When a client sends a POST request to /predict with JSON like {"amount": 500, "merchant_category": "electronics", "hour": 23}, the model returns a prediction. The /health endpoint returns 503 while the model is loading and 200 once it's ready, which is exactly what the Docker HEALTHCHECK checks for.

Promoting a new model version means updating the MODEL_URI environment variable and restarting the container. The MLflow model registry supports stage transitions (Staging, Production, Archived), so you can promote a model in the MLflow UI and then point your serving container at the new version.

For zero-downtime model updates, implement a reload endpoint that swaps models without restarting:

@app.post("/admin/reload")
async def reload_model():
    global model
    model = mlflow.pyfunc.load_model(MODEL_URI)
    return {"status": "reloaded"}

How to Configure GPU Passthrough for Training

By default, Docker containers can't see the GPU hardware on the host machine. "GPU passthrough" means giving a container access to the host's GPUs so that libraries like PyTorch and TensorFlow can use them for accelerated computation.

This requires two things on the host (the machine running Docker, not inside the container):

NVIDIA GPU drivers installed and working. Verify with nvidia-smi. If that command shows your GPUs, you're good.
NVIDIA Container Toolkit installed. This is the bridge between Docker and the GPU drivers. Install it from the NVIDIA docs and verify with docker run --rm --gpus all nvidia/cuda:12.6.3-base-ubuntu22.04 nvidia-smi. If you see your GPU listed, the toolkit is working.

Once the host is set up, GPU access in Docker Compose looks like this:

services:
  training:
    build: { context: ., dockerfile: Dockerfile.train }
    deploy:
      resources:
        reservations:
          devices:
            - driver: nvidia
              count: all
              capabilities: [gpu]
    volumes:
      - ./data:/app/data
    environment:
      - MLFLOW_TRACKING_URI=http://mlflow:5000

The deploy.resources.reservations.devices block is saying: "this container needs all available NVIDIA GPUs." Inside the container, PyTorch and TensorFlow will see the GPUs and use them automatically. You can verify by adding print(torch.cuda.is_available()) to your training script, which should print True.

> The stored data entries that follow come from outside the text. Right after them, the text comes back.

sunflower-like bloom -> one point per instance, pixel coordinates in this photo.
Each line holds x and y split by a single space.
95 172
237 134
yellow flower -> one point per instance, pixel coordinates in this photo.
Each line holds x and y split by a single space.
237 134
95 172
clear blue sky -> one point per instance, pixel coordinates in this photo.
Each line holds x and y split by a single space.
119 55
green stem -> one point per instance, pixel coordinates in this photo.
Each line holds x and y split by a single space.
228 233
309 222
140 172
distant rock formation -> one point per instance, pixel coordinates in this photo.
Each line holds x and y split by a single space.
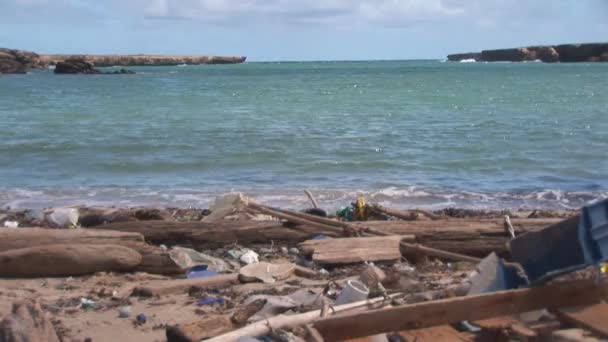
82 66
17 61
467 55
592 52
20 61
76 66
136 60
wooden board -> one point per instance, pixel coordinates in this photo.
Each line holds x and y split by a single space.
208 326
593 317
350 250
453 310
433 334
30 237
162 287
210 235
154 259
67 260
475 237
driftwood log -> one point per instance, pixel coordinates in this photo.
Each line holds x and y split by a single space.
453 310
351 250
209 234
27 322
163 287
154 259
30 237
209 326
67 260
475 237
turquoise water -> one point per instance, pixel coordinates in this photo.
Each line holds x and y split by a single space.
405 133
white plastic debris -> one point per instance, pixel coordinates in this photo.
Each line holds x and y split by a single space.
187 258
63 217
11 224
250 257
226 205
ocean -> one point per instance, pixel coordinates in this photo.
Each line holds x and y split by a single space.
426 134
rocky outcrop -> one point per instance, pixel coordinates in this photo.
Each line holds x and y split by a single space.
82 66
581 52
76 66
546 54
506 55
592 52
17 61
135 60
457 57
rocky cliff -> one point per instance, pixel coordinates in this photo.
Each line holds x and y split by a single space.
133 60
17 61
20 61
592 52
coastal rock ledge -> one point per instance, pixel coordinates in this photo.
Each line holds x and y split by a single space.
17 61
137 60
20 61
591 52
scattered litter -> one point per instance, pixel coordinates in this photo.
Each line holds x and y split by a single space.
11 224
266 272
275 305
187 258
141 318
226 205
124 312
63 217
211 301
200 271
249 257
354 291
86 303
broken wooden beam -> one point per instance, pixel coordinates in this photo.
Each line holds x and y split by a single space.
163 287
592 317
154 259
27 322
67 260
408 215
31 237
351 250
209 234
473 237
303 218
277 322
453 310
202 329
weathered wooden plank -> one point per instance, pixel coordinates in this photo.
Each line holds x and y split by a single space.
432 334
350 250
30 237
163 287
448 311
67 260
593 317
154 259
474 237
204 328
216 234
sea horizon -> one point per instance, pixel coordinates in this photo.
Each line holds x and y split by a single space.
404 133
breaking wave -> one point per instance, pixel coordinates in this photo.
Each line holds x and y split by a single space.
408 197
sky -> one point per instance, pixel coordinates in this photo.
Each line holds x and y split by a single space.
280 30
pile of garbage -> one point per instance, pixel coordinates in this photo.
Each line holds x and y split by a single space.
250 272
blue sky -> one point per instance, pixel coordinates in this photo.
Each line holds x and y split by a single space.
297 29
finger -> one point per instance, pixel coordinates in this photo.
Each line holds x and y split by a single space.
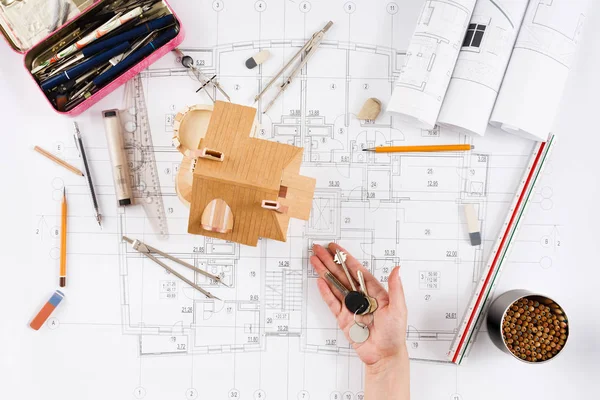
334 304
321 271
374 288
327 260
396 291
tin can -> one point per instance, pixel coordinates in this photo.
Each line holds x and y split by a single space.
498 311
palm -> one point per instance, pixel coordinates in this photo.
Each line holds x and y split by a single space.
387 333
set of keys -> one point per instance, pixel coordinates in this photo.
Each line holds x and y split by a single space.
356 300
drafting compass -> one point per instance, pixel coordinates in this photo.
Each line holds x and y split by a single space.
305 53
204 79
149 252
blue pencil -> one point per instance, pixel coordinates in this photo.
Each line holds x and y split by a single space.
84 67
134 33
135 57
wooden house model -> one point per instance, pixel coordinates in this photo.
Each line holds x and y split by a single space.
245 188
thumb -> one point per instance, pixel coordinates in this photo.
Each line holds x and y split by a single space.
396 291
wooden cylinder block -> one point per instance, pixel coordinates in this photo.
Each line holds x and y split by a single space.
217 217
189 127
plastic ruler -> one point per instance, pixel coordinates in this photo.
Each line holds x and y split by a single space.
142 161
476 310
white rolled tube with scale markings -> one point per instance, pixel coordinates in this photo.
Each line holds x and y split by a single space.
118 157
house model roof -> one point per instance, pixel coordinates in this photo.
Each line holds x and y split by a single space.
252 171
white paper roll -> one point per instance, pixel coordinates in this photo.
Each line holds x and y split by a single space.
430 60
539 66
481 65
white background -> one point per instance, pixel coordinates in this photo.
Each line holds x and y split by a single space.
487 374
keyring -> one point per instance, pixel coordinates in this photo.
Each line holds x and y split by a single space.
362 323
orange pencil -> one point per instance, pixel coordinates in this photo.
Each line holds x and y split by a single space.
63 242
58 161
421 149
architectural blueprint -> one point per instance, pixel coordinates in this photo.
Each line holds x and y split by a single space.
508 65
546 44
481 64
271 336
430 59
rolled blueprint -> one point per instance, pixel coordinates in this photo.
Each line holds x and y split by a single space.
538 68
430 59
481 64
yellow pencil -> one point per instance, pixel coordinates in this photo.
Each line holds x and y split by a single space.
58 161
421 149
63 242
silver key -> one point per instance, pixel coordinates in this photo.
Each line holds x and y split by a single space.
363 288
340 258
336 283
359 333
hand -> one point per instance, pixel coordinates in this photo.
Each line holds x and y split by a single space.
387 337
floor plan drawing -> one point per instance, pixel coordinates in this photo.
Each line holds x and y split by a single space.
271 336
430 59
547 42
481 64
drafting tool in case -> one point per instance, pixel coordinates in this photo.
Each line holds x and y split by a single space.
485 288
140 153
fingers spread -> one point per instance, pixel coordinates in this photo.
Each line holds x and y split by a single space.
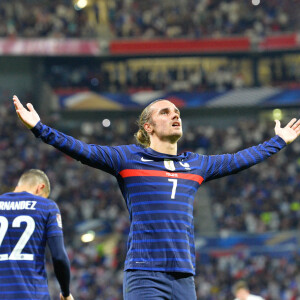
30 106
277 123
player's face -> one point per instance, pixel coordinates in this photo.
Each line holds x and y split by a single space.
165 121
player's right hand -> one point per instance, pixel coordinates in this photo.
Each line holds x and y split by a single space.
70 297
29 116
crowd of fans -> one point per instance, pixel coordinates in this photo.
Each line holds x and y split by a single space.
147 19
193 74
261 199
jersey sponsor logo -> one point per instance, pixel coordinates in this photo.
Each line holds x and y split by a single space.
17 205
58 219
144 159
169 164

If you're running Compose v2.30.0+, you can use the shorter gpus syntax:

services:
  training:
    build: { context: ., dockerfile: Dockerfile.train }
    gpus: all
    volumes:
      - ./data:/app/data
    environment:
      - MLFLOW_TRACKING_URI=http://mlflow:5000

For multi-GPU training with frameworks like PyTorch's DistributedDataParallel, you can assign specific GPUs using device_ids. This matters when running multiple training jobs at the same time:

services:
  training-job-1:
    build: { context: ., dockerfile: Dockerfile.train }
    deploy:
      resources:
        reservations:
          devices:
            - driver: nvidia
              device_ids: ["0", "1"]
              capabilities: [gpu]
    environment:
      - CUDA_VISIBLE_DEVICES=0,1

  training-job-2:
    build: { context: ., dockerfile: Dockerfile.train }
    deploy:
      resources:
        reservations:
          devices:
            - driver: nvidia
              device_ids: ["2", "3"]
              capabilities: [gpu]
    environment:
      - CUDA_VISIBLE_DEVICES=0,1

Note that CUDA_VISIBLE_DEVICES inside the container is relative to the devices assigned by Docker, not the host GPU indices. Both containers see their GPUs as device 0 and 1, even though they're using different physical GPUs.

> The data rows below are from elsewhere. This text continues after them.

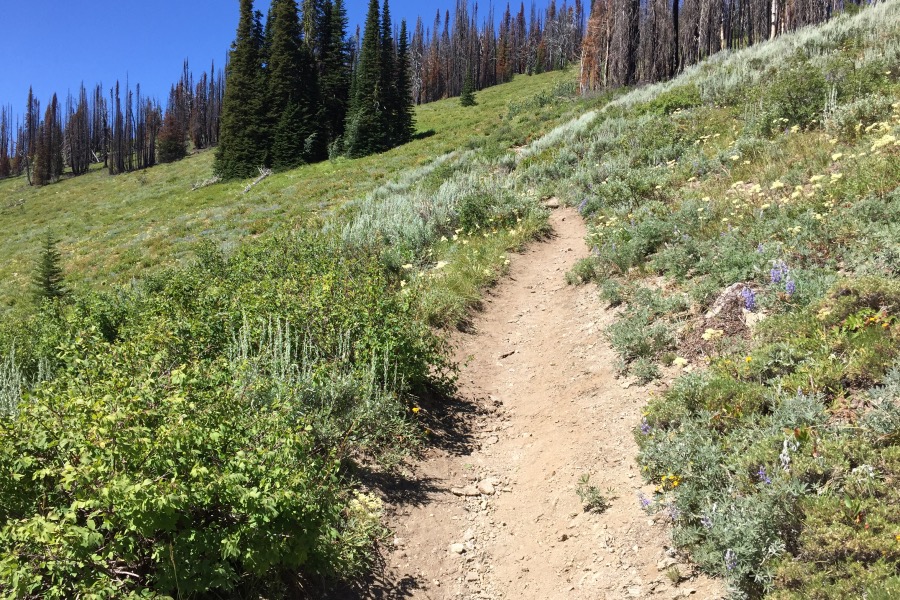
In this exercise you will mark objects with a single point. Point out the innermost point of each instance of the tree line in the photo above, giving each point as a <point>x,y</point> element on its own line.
<point>643,41</point>
<point>455,48</point>
<point>297,88</point>
<point>121,129</point>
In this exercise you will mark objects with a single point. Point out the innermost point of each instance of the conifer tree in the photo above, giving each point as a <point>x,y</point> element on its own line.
<point>364,119</point>
<point>292,90</point>
<point>243,132</point>
<point>334,69</point>
<point>404,124</point>
<point>387,82</point>
<point>48,282</point>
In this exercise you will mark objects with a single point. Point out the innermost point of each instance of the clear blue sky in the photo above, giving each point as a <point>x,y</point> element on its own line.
<point>54,45</point>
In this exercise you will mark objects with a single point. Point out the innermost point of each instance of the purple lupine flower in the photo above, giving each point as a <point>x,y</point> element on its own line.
<point>730,560</point>
<point>779,272</point>
<point>749,298</point>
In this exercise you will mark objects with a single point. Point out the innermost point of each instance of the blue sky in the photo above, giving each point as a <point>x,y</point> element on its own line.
<point>54,45</point>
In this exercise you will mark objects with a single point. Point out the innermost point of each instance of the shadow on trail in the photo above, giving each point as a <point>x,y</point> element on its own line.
<point>449,422</point>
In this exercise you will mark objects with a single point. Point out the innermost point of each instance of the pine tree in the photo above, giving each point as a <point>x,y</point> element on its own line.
<point>405,121</point>
<point>48,279</point>
<point>243,132</point>
<point>364,119</point>
<point>387,96</point>
<point>334,69</point>
<point>292,90</point>
<point>467,97</point>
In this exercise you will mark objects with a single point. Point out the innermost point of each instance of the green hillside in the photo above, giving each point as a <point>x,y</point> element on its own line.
<point>745,217</point>
<point>117,227</point>
<point>204,430</point>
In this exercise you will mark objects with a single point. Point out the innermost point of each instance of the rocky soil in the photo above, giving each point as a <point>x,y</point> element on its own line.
<point>492,511</point>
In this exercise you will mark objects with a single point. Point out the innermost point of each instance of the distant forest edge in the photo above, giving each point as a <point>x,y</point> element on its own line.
<point>124,130</point>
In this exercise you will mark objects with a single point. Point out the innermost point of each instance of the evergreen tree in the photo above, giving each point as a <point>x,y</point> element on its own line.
<point>467,97</point>
<point>334,69</point>
<point>292,90</point>
<point>405,121</point>
<point>387,83</point>
<point>243,131</point>
<point>48,278</point>
<point>364,119</point>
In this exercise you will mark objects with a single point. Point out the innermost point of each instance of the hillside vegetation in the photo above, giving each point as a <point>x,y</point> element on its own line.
<point>203,430</point>
<point>116,228</point>
<point>745,219</point>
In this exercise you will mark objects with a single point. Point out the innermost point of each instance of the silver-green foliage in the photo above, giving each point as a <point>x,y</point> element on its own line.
<point>10,385</point>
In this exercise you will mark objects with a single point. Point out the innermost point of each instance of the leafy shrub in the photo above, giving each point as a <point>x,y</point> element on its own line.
<point>798,94</point>
<point>849,120</point>
<point>194,435</point>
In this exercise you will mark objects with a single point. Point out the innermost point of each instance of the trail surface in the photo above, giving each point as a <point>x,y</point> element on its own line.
<point>492,510</point>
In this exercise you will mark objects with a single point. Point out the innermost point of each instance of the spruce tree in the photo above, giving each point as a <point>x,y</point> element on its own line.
<point>405,122</point>
<point>293,97</point>
<point>48,278</point>
<point>242,129</point>
<point>387,83</point>
<point>334,69</point>
<point>364,119</point>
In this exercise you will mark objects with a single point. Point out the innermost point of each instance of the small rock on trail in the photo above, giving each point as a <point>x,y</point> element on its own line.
<point>493,512</point>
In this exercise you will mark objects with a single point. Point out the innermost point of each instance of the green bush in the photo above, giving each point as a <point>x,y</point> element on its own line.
<point>196,430</point>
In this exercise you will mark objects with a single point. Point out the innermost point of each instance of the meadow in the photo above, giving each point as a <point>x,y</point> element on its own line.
<point>744,224</point>
<point>113,228</point>
<point>200,420</point>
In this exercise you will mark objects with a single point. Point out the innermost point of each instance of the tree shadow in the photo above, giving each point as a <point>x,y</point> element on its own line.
<point>421,135</point>
<point>450,421</point>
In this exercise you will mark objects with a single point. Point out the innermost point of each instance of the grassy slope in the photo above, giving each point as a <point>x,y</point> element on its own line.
<point>114,228</point>
<point>776,456</point>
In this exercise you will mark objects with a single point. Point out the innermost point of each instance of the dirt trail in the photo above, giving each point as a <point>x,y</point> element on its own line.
<point>542,408</point>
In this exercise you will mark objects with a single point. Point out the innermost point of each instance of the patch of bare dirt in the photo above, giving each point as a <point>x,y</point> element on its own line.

How to Tie It All Together with Compose Profiles

If you're new to Compose profiles: by default, docker compose up starts every service defined in your docker-compose.yml. But you don't always want everything running. Your MLflow server and serving API should run all the time, but the training container should only launch when you're actually training a model (and it needs a GPU, which you might not have on your laptop).

Profiles solve this. When you add profiles: ["train"] to a service, that service is excluded from docker compose up by default. It only starts when you explicitly activate the profile with docker compose --profile train. This means one file defines your entire ML infrastructure, but you control what runs and when.

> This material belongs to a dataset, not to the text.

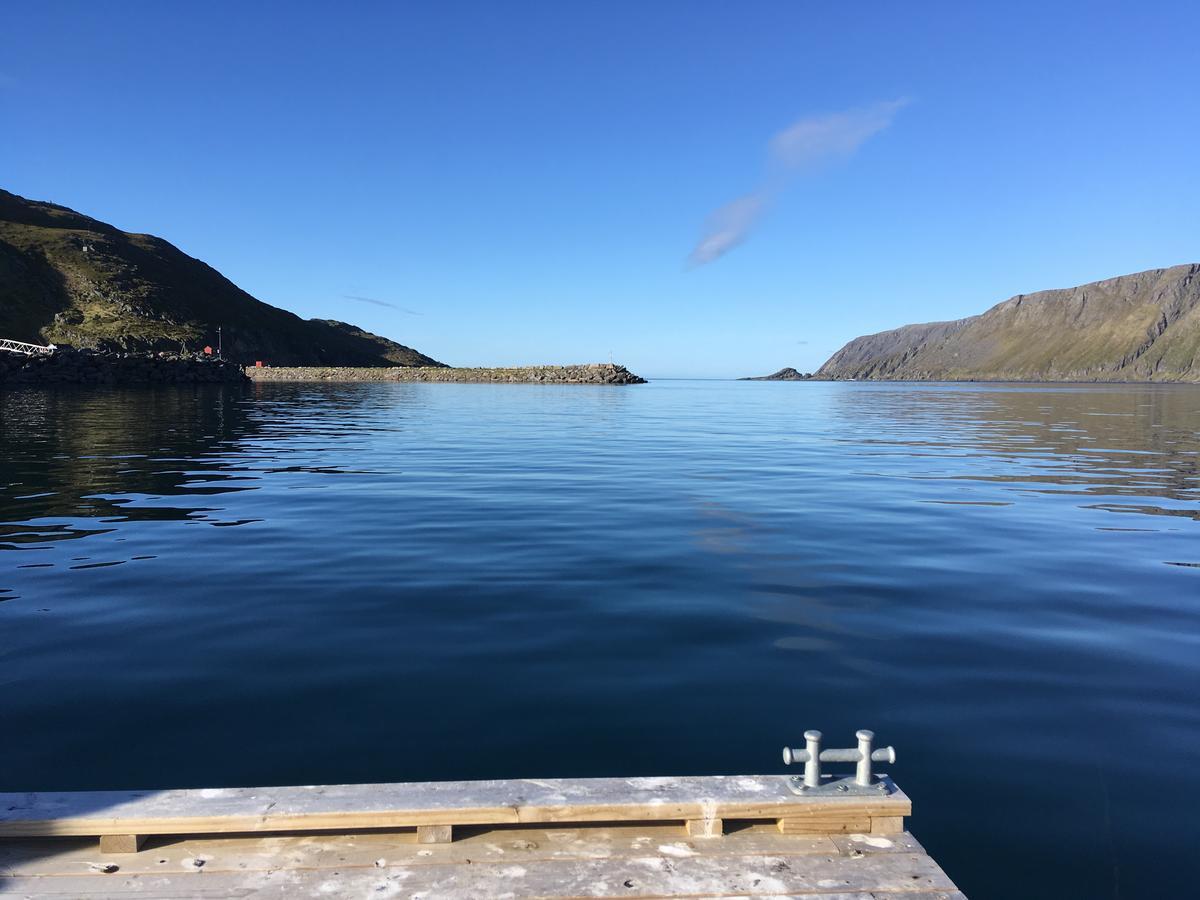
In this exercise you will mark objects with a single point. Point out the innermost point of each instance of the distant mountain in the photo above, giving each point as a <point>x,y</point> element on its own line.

Here's the complete docker-compose.yml that ties every piece from this article together:

services:
  # --- Always-on infrastructure ---
  db:
    image: postgres:16-alpine
    environment:
      POSTGRES_DB: mlflow
      POSTGRES_USER: mlflow
      POSTGRES_PASSWORD: secret
    healthcheck:
      test: ["CMD-SHELL", "pg_isready -U mlflow"]
      interval: 5s
      timeout: 2s
      retries: 5
      start_period: 10s
    volumes:
      - postgres-data:/var/lib/postgresql/data

  mlflow:
    image: ghcr.io/mlflow/mlflow:v2.19.0
    command: >
      mlflow server
      --backend-store-uri postgresql://mlflow:secret@db/mlflow
      --default-artifact-root /mlflow/artifacts
      --host 0.0.0.0
    ports:
      - "5000:5000"
    volumes:
      - mlflow-artifacts:/mlflow/artifacts
    depends_on:
      db: { condition: service_healthy }

  serving:
    build: { context: ., dockerfile: Dockerfile.serve }
    ports:
      - "8000:8000"
    environment:
      - MODEL_URI=models:/fraud-detector/production
      - MLFLOW_TRACKING_URI=http://mlflow:5000
    depends_on:
      mlflow: { condition: service_started }

  # --- Training (on-demand) ---
  training:
    build: { context: ., dockerfile: Dockerfile.train }
    profiles: ["train"]
    deploy:
      resources:
        reservations:
          devices:
            - driver: nvidia
              count: all
              capabilities: [gpu]
    volumes:
      - ./data:/app/data
      - ./configs:/app/configs
    environment:
      - MLFLOW_TRACKING_URI=http://mlflow:5000
      - AWS_ACCESS_KEY_ID=${AWS_ACCESS_KEY_ID}
      - AWS_SECRET_ACCESS_KEY=${AWS_SECRET_ACCESS_KEY}
    depends_on:
      mlflow: { condition: service_started }

volumes:
  postgres-data:
  mlflow-artifacts:

The day-to-day workflow with this file:

# Step 1: Start the infrastructure (MLflow + Postgres + serving API)
# The -d flag runs everything in the background
docker compose up -d

# Step 2: Open the MLflow UI to see past experiments
open http://localhost:5000    # macOS
# xdg-open http://localhost:5000  # Linux

# Step 3: Check that the serving API is healthy
curl http://localhost:8000/health
# Should return: {"status":"healthy"}

# Step 4: Run a training job (pulls data via DVC, logs to MLflow)
# This only starts the "training" service because of the profile flag
docker compose --profile train run training

# Step 5: Watch training progress in the MLflow UI at localhost:5000
# You'll see metrics updating in real time if your training code logs them

# Step 6: After training completes, promote the model in MLflow UI
# Click the model, go to "Register Model", set stage to "Production"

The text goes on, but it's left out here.